La osserva stranito, quasi compiaciuto di non essere stato incenerito da uno dei suoi sguardi, vedendola serena mentre continua ad assaporare il profumo roseo.
“Quanto ci metterai prima di chiedermelo?” Chiede guardando i suoi occhi limpidi.
“C-chiederti cosa?”
“Ti conosco, sono certa che muori dalla voglia di sapere perché l’ho scritta.”
“Cosa? Ah! Non è vero, io non... Si, d’accordo, forse è vero, ma non sei tenuta a dirmelo se non vuoi.”
“Era a metà della seconda liceo. Avevo appena scoperto che il ragazzo con cui uscivo... Beh, diciamo che avevo capito che non era propriamente un santo. Quasi tutta la scuola lo aveva visto mentre amoreggiava con Jenny Mayers negli spogliatoi. Avevo finto che non mi importasse, non sarei riuscita a sopportare gli sguardi nei corridoi e i sussurri che mi nominavano come ‘la povera illusa e tradita’. Non avevo nessuno con cui parlarne, Madison la conobbi solo l’anno successivo, al rientro dalle vacanze. Così tornata a casa mi sfogai nell’unico modo che conoscevo.”
“Avevi talento per la scrittura. È un pensiero a dir poco realistico, forse troppo.”
“Andavo bene in letteratura...” Sussurra con un pizzico di ironia. “Ancora però non riesco a capire perché le rose.”
“C’è una frase che mi ha colpito particolarmente. Posso?”
Annuisce appena, dandogli il permesso di affondare ancora in quel ricordo.
Prende la lettera leggendo a voce alta.
Avete presente quel, solitamente, indiscusso clic che la gente dice si senta quando il cuore si spezza...? Beh, è una gigantesca balla.
Non è un semplice suono, non bastano quattro lettere per descriverlo. È come quando un vaso cade a terra e ti ritrovi senza volerlo a camminare scalzo sui cocci in frantumi. Come il momento in cui il fiato ti viene a mancare quando stai percorrendo la fatidica salita che precede la prima e più ripida delle discese sulle montagne russe. È più acuto del fastidioso stridio delle unghie su una lavagna, pungente quanto le spine delle rose. Perché l’amore è così, un fiore straordinario, che ti inebria con il suo profumo fino a farti girare la testa, ma se non stai attento, se ti distrai, basta un niente, una mossa sbagliata e la spina è già nella tua pelle e il tuo sangue è su di essa.
L’intonazione profonda e il sentimento usati fanno si che in lei riaffiori quel turbinio di emozioni che l’avevano spinta a scriverla.
“Scusa, ma ancora non ci arrivo.”
“Non noti niente di strano? Osserva bene e vedrai che manca qualcosa.”
Poggia gli avambracci sul bancone sporgendosi in avanti. Guarda attentamente le sfumature dei petali, la corolla, le lucide foglioline e lo stelo perfettamente liscio.

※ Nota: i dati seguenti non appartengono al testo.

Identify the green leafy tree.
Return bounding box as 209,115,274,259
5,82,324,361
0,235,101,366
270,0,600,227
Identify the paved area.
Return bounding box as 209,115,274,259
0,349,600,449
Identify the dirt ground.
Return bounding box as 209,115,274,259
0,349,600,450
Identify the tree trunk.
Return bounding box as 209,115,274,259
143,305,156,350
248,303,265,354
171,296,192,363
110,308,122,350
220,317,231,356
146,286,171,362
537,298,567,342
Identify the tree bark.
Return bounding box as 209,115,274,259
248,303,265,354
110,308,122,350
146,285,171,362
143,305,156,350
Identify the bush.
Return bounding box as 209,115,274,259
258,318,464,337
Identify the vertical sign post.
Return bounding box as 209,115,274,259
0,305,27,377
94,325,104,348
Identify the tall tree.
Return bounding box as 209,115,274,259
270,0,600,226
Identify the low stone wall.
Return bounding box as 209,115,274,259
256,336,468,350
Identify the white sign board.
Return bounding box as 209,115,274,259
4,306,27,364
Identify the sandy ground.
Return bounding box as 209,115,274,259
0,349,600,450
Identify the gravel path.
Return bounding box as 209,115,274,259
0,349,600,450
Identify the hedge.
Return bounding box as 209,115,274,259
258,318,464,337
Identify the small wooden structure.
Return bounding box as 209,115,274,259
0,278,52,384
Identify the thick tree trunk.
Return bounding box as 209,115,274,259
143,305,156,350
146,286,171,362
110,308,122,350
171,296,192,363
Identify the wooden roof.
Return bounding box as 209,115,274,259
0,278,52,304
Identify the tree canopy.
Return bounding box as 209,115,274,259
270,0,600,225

“Allora?” La esorta impaziente, soddisfatto del lavoro compiuto.
“Non ci sono spine.” Balbetta incredula, sfiorando con il solo sguardo i lineamenti del suo viso.

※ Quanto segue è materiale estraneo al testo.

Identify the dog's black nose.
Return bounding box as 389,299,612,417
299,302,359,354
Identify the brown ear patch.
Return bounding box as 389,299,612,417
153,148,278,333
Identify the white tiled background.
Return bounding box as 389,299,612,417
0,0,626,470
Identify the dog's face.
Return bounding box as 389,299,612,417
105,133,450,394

“E Katherine Beckett è la vincitrice!”
Si lascia prendere dall’entusiasmo abbracciandola alle spalle, lasciandole un bacio sulla guancia.
“Perché non ci sono?” Si libera dolcemente dalla stretta facendo incontrare i loro sguardi.
“Le ho tolte.” Risponde serafico, incrociando le braccia al petto, come se fosse la cosa più naturale del mondo.
“Tu cosa?”
“Le ho tolte tutte, una ad una.”
“Ci saranno dozzine di rose qui dentro!” Esclama sconcertata, lasciando poi ricadere le braccia pesantemente sulle cose.
“Ammettilo, sei sorpresa.”
“Perché?” È tutto ciò che riesce a dire dopo aver boccheggiato cercando inutilmente qualcosa di meglio.
“Io ti amo Kate e non voglio che tu possa ferirti. Ho letto quelle parole che hai scritto e non voglio che tu possa mai sentirti così con me. So che non basta togliere le spine a delle rose per eliminare le difficoltà che potremmo avere in un futuro, ma è un gesto simbolico per-”
Sulle labbra sente quelle di lei. Il suo sapore nella sua bocca, le mani sul suo viso e le loro lingue giocare.
“Sei matto.” Mormora tra le risa un attimo prima di baciarlo nuovamente.
“Beh...” comincia riprendendo fiato. “Secondo me è matta la gente che non ha un pizzico di follia.”